Frequently Asked Questions
What is capillary action and why does it matter?
Capillary action is the ability of a liquid to flow into narrow spaces against gravity, driven by adhesion between liquid molecules and container walls combined with cohesion within the liquid itself. It is essential for water transport in plants, ink flow in pens, moisture movement through soils, and many engineered systems from heat pipes to diagnostic test strips.
How high can water rise by capillary action?
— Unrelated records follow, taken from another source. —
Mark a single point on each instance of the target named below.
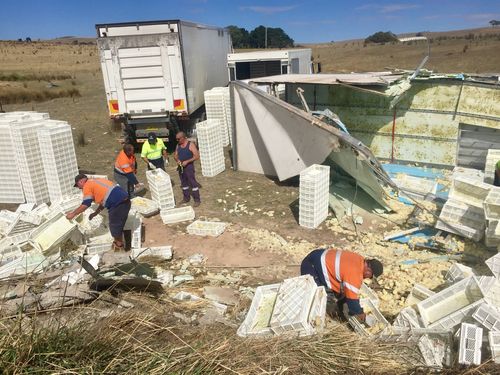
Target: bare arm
(76, 212)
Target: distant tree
(276, 38)
(239, 36)
(381, 37)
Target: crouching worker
(126, 170)
(341, 273)
(106, 194)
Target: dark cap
(152, 137)
(78, 178)
(376, 267)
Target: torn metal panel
(361, 79)
(275, 138)
(404, 121)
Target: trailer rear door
(143, 73)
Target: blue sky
(304, 21)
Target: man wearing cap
(153, 151)
(106, 194)
(341, 272)
(126, 169)
(496, 181)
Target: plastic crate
(469, 190)
(492, 204)
(487, 316)
(431, 356)
(164, 252)
(29, 163)
(489, 170)
(450, 321)
(258, 318)
(98, 248)
(450, 300)
(493, 264)
(458, 272)
(486, 283)
(146, 207)
(206, 228)
(494, 340)
(380, 323)
(211, 148)
(160, 186)
(177, 215)
(471, 340)
(407, 318)
(314, 195)
(461, 230)
(441, 341)
(52, 232)
(317, 313)
(418, 294)
(365, 292)
(137, 236)
(492, 293)
(55, 140)
(293, 304)
(471, 173)
(420, 186)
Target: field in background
(461, 51)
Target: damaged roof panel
(275, 138)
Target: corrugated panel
(474, 143)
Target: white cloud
(397, 7)
(269, 10)
(389, 8)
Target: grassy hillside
(468, 51)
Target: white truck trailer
(155, 73)
(246, 65)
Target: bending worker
(105, 194)
(126, 169)
(496, 181)
(341, 272)
(185, 154)
(153, 151)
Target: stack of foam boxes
(161, 188)
(489, 171)
(313, 195)
(492, 213)
(218, 107)
(463, 213)
(11, 190)
(295, 306)
(41, 158)
(211, 149)
(59, 158)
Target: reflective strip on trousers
(110, 189)
(325, 270)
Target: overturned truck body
(275, 138)
(436, 120)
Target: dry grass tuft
(11, 95)
(148, 339)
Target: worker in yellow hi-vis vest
(154, 153)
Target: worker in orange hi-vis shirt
(341, 273)
(126, 169)
(107, 195)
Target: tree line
(276, 37)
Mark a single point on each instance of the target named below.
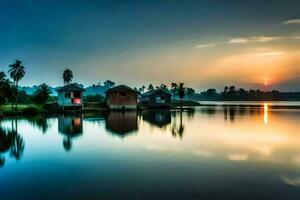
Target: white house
(70, 95)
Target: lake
(212, 152)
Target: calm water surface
(222, 152)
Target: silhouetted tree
(150, 87)
(162, 86)
(6, 92)
(42, 94)
(142, 89)
(181, 93)
(109, 83)
(67, 76)
(178, 130)
(16, 72)
(190, 92)
(174, 88)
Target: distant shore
(32, 109)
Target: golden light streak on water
(266, 113)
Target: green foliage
(181, 91)
(150, 87)
(67, 76)
(6, 92)
(16, 72)
(42, 94)
(109, 83)
(94, 98)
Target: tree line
(9, 90)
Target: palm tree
(150, 87)
(178, 130)
(174, 88)
(2, 76)
(181, 93)
(17, 72)
(5, 89)
(67, 76)
(42, 94)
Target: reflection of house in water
(122, 123)
(158, 118)
(12, 142)
(70, 127)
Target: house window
(67, 94)
(122, 94)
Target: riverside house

Jurin's law gives h = (2 gamma cos theta) / (rho g r). For water in clean glass (theta ≈ 0°, gamma = 0.0728 N/m) with a tube radius of 0.1 mm, the rise is about 15 cm. For a 10-micrometre xylem vessel the theoretical limit is around 1.5 m, far less than the height of tall trees, which must rely on the cohesion-tension mechanism.
How do tall trees get water to their tops?
Tall trees use the cohesion-tension mechanism. Evaporation of water from leaf stomata creates a tension transmitted as negative pressure through continuous water columns in the xylem. Surface tension in nanometre-scale menisci within cell walls prevents air entry and can withstand tensions of tens of megapascals. Capillary action in fine vessels supplements this process but is not the primary driver.